Dans une mesure qui clarifie la position du Royaume-Uni sur les actifs numériques, le Trésor britannique a fermement écarté la possibilité d’établir des réserves nationales de cryptomonnaie. Cette annonce fournit un aperçu crucial de l’approche du gouvernement face à l’espace crypto en pleine expansion et signale un chemin distinct par rapport à d’autres nations.
Avant de plonger dans la décision du Royaume-Uni, comprenons ce que les réserves cryptographiques nationales impliquent. Conceptuellement, cela impliquerait qu’une banque centrale ou un trésor de pays détienne une partie de ses réserves de change ou de sa richesse nationale en cryptomonnaies comme le Bitcoin ou l’Ethereum, plutôt que seulement en actifs traditionnels comme l’or, les dollars américains ou d’autres monnaies fiduciaires.
L’idée d’une stratégie crypto gouvernementale qui inclut des réserves a émergé pour plusieurs raisons potentielles :
Cependant, le concept est parsemé de défis importants, qui ont probablement influencé la décision du Royaume-Uni.
S’exprimant lors du sommet des actifs numériques du Financial Times à Londres, la secrétaire économique du Trésor britannique, Emma Reynolds, a livré une déclaration définitive. Selon Decrypt, elle a déclaré explicitement que le gouvernement n’a pas l’intention de constituer un stock de cryptomonnaies.
Reynolds a directement abordé l’approche adoptée par certaines entités, notant en particulier que la gestion par le gouvernement américain des (which de bitcoins saisis a parfois impliqué la détention plutôt que la sale) immédiate. Cependant, elle a tracé une ligne claire, déclarant : « Nous ne pensons pas que ce soit approprié pour notre marché. » Elle a précisé que si la stratégie américaine peut être compréhensible dans son contexte, elle « ne s’aligne tout simplement pas sur la direction du Royaume-Uni ».
Cette position met en lumière une différence clé dans la façon dont l’équipe crypto du Trésor britannique perçoit le rôle des actifs numériques dans le cadre financier national. Au lieu de considérer la crypto comme un actif de réserve à stocker, le Royaume-Uni semble se concentrer sur d’autres applications et cadres réglementaires.

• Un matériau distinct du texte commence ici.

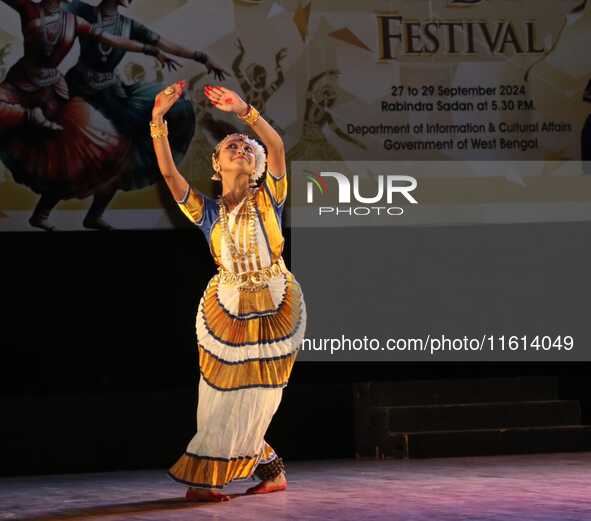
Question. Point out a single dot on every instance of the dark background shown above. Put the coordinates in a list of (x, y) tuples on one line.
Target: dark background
[(98, 366)]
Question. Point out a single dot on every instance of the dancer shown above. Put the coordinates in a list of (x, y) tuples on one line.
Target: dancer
[(313, 146), (198, 158), (128, 107), (58, 146), (251, 319)]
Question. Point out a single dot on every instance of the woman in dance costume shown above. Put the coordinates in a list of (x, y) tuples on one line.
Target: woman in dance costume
[(58, 146), (251, 318), (128, 107)]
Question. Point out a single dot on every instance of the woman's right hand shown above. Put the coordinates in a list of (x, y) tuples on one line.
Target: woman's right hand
[(167, 98)]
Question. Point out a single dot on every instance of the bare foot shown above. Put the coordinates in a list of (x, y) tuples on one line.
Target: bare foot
[(269, 485), (205, 495)]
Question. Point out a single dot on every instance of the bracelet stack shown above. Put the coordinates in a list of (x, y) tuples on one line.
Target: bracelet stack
[(158, 130), (251, 117)]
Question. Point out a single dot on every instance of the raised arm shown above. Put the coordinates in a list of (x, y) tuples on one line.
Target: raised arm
[(228, 101)]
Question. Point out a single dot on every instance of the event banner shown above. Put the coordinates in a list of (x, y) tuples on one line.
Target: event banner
[(484, 104)]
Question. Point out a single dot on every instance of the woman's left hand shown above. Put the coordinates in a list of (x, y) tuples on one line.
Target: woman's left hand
[(225, 99)]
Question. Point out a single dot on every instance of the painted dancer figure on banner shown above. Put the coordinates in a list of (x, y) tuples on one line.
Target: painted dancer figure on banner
[(198, 158), (128, 107), (586, 135), (254, 82), (313, 145), (57, 145), (251, 318)]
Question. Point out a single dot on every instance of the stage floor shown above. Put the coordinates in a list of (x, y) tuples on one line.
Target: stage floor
[(526, 488)]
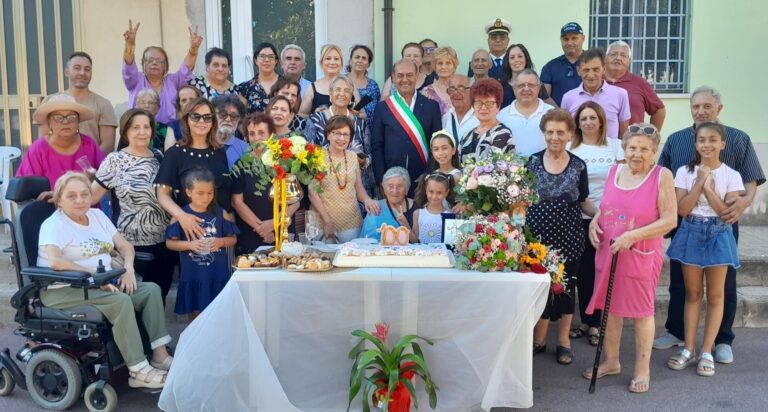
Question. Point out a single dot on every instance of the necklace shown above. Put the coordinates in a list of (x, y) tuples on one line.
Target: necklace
[(335, 170), (200, 152)]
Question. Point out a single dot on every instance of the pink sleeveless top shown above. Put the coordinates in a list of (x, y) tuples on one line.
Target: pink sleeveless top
[(637, 269)]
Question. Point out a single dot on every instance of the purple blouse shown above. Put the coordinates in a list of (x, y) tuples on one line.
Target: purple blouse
[(136, 81)]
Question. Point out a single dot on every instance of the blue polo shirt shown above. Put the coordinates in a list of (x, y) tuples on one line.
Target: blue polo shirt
[(561, 75), (739, 154)]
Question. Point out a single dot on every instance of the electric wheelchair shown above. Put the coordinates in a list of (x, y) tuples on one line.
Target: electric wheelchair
[(69, 352)]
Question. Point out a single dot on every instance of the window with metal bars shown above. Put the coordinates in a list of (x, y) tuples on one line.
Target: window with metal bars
[(655, 29)]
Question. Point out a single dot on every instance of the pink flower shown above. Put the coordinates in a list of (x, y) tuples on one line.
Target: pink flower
[(382, 329)]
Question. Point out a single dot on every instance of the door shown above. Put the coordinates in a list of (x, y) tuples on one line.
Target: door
[(37, 37)]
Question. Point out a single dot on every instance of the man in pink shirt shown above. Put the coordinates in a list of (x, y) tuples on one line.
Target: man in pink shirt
[(614, 100), (642, 97), (63, 148)]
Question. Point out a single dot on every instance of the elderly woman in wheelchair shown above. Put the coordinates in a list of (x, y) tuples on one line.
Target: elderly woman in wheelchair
[(75, 238)]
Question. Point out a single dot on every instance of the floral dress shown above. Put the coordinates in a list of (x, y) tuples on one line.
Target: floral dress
[(556, 221), (200, 83)]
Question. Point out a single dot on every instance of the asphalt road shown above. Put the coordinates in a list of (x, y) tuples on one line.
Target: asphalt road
[(740, 386)]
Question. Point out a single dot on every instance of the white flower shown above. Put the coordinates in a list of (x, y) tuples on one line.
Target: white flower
[(266, 158), (298, 144), (485, 180)]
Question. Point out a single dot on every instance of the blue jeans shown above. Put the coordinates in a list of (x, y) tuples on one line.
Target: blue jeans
[(675, 323)]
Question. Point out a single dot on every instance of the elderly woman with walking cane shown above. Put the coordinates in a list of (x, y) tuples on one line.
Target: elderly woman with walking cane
[(638, 208)]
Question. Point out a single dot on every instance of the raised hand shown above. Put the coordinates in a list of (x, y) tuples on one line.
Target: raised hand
[(195, 40), (130, 34)]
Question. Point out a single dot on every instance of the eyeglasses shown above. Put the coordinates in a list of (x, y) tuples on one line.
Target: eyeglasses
[(224, 116), (452, 89), (646, 130), (60, 118), (158, 60), (490, 104), (523, 86), (342, 90), (337, 133), (438, 176), (197, 117)]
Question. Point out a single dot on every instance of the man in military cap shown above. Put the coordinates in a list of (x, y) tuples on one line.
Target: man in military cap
[(498, 41)]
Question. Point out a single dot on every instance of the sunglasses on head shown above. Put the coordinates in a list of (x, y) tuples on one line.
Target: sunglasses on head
[(196, 117), (646, 130)]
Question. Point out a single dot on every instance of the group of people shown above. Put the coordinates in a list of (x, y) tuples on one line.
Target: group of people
[(395, 157)]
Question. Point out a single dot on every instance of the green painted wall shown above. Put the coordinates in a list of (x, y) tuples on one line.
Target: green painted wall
[(721, 51)]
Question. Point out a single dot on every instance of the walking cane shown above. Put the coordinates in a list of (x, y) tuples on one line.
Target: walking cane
[(603, 322)]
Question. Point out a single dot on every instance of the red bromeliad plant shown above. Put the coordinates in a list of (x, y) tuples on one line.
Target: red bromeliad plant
[(390, 383)]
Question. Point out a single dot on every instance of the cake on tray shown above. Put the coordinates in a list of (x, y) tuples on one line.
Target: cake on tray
[(434, 255)]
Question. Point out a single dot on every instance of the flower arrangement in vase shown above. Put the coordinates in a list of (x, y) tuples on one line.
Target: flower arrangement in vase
[(538, 258), (489, 243), (283, 161), (497, 183), (390, 383)]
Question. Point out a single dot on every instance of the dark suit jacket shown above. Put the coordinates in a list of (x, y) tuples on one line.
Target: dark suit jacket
[(390, 144)]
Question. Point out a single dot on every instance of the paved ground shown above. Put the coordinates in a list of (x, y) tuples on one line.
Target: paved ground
[(739, 387)]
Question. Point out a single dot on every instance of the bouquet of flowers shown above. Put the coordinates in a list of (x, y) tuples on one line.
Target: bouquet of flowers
[(281, 156), (538, 258), (496, 183), (489, 243)]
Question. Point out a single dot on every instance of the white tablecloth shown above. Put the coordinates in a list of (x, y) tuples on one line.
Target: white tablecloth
[(278, 341)]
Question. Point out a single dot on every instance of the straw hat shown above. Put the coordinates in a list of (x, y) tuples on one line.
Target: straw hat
[(61, 101)]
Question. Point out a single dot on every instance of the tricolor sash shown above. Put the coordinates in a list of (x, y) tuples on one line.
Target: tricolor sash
[(409, 123)]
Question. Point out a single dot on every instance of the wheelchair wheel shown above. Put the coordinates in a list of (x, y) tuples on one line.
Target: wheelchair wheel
[(53, 379), (6, 382), (106, 401)]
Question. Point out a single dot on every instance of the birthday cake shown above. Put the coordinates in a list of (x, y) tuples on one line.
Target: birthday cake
[(433, 255)]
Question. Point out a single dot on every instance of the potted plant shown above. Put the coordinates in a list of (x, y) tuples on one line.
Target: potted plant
[(385, 375)]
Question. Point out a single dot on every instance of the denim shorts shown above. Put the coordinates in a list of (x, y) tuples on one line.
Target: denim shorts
[(704, 241)]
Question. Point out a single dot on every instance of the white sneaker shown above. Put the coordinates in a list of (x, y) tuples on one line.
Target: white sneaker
[(723, 353), (667, 341)]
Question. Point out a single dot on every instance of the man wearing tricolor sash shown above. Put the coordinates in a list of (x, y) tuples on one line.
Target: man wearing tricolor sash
[(402, 126)]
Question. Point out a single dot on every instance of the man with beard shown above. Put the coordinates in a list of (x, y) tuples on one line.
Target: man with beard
[(402, 125), (561, 74), (229, 110), (101, 128)]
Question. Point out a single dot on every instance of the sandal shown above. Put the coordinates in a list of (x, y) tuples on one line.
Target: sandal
[(594, 338), (681, 360), (639, 385), (148, 377), (564, 355), (587, 374), (165, 365), (706, 366)]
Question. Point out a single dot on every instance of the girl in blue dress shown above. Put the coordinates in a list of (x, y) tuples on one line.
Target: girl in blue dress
[(205, 263)]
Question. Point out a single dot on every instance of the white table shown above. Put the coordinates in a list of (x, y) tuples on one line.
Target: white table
[(278, 341)]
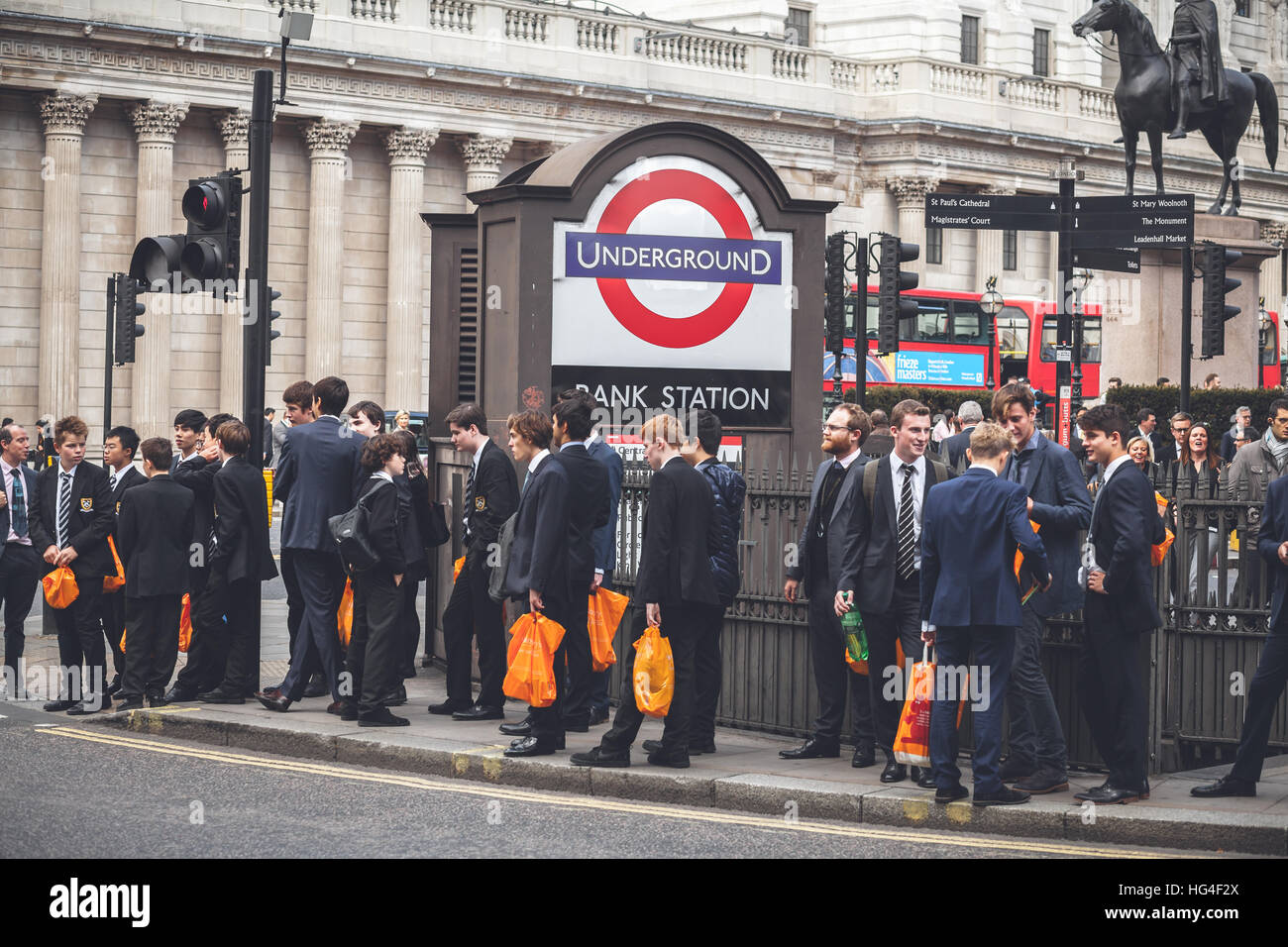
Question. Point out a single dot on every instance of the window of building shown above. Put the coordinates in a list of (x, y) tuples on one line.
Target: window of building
[(970, 40), (797, 27), (934, 245), (1010, 252), (1041, 52)]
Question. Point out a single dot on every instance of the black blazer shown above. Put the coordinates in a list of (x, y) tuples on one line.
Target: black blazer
[(241, 523), (90, 518), (849, 496), (539, 554), (198, 475), (40, 540), (874, 540), (1125, 523), (588, 482), (154, 532), (384, 522), (681, 535), (493, 499)]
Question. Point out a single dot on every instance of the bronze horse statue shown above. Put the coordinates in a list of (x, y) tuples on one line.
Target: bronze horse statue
[(1144, 99)]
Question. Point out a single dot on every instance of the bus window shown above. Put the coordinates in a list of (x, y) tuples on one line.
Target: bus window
[(930, 324), (970, 326), (1013, 333), (1090, 339)]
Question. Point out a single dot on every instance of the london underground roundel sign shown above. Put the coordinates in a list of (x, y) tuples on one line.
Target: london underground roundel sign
[(673, 269)]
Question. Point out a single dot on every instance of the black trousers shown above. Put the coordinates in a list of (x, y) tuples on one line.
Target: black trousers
[(707, 672), (683, 626), (111, 612), (80, 641), (902, 622), (1263, 693), (240, 635), (20, 577), (833, 678), (151, 644), (1115, 698), (374, 659), (472, 613), (321, 577)]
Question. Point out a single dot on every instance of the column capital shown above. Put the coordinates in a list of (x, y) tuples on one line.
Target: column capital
[(483, 153), (158, 121), (235, 128), (1274, 232), (912, 189), (410, 146), (329, 138), (65, 112)]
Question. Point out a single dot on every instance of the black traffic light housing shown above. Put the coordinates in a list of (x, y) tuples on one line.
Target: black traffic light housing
[(1216, 285), (213, 250), (892, 281), (128, 311), (835, 286)]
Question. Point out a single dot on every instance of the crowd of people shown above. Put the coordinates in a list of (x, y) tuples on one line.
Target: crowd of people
[(915, 534)]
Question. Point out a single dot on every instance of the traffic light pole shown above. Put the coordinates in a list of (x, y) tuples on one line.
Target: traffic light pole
[(1186, 324)]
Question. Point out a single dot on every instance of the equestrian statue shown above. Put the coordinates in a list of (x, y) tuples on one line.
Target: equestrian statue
[(1185, 89)]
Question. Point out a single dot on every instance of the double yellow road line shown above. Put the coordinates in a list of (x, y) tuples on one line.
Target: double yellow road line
[(593, 802)]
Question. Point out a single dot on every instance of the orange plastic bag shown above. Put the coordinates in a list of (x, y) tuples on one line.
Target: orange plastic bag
[(344, 616), (114, 582), (655, 673), (532, 660), (603, 616), (185, 624), (60, 587)]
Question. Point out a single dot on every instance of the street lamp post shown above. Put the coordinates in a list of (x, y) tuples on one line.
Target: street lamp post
[(992, 304)]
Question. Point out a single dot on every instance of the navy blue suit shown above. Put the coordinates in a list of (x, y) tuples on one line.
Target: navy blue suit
[(970, 528), (1271, 674), (318, 476)]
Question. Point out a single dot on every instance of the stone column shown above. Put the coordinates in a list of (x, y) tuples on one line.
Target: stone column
[(63, 116), (155, 125), (483, 158), (404, 322), (235, 129), (988, 248), (323, 335), (911, 195), (1271, 270)]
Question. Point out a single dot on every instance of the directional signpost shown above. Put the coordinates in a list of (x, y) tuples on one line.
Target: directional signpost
[(1095, 232)]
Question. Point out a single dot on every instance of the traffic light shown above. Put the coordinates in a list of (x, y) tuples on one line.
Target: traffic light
[(893, 281), (271, 333), (1216, 285), (213, 249), (835, 285), (128, 311)]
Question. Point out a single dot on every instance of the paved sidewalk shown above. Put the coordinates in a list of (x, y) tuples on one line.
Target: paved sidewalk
[(745, 774)]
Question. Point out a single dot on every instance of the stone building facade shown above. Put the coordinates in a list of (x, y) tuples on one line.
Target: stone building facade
[(398, 107)]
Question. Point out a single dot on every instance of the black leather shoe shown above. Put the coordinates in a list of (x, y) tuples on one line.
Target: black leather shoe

Écarter les réserves nationales de crypto-monnaies ne signifie pas que le Royaume-Uni ignore le potentiel de la technologie blockchain sous-jacente. Reynolds a confirmé que le gouvernement britannique explore activement l’utilisation potentielle de la technologie de registre distribué (DLT) pour l’émission de la dette souveraine.
Cette exploration signale une approche pragmatique : tirer parti des avantages d’efficacité et de transparence de la DLT pour l’infrastructure financière de base, tout en restant prudent quant à la volatilité et aux risques associés à la détention de cryptomonnaies en tant qu’actif national. L’accent semble être mis sur la facilitation de l’innovation dans un environnement réglementé, plutôt que sur l’accumulation d’actifs spéculatifs.
Cette décision renforce l’approche plus large du Royaume-Uni en matière de réglementation des cryptomonnaies au Royaume-Uni, qui vise à équilibrer la promotion de l’innovation avec la garantie de la stabilité financière et de la protection des consommateurs. Elle suggère que le Royaume-Uni se voit davantage comme un facilitateur et un régulateur de l’écosystème crypto que comme un participant direct à la détention d’actifs numériques volatils sur son bilan national.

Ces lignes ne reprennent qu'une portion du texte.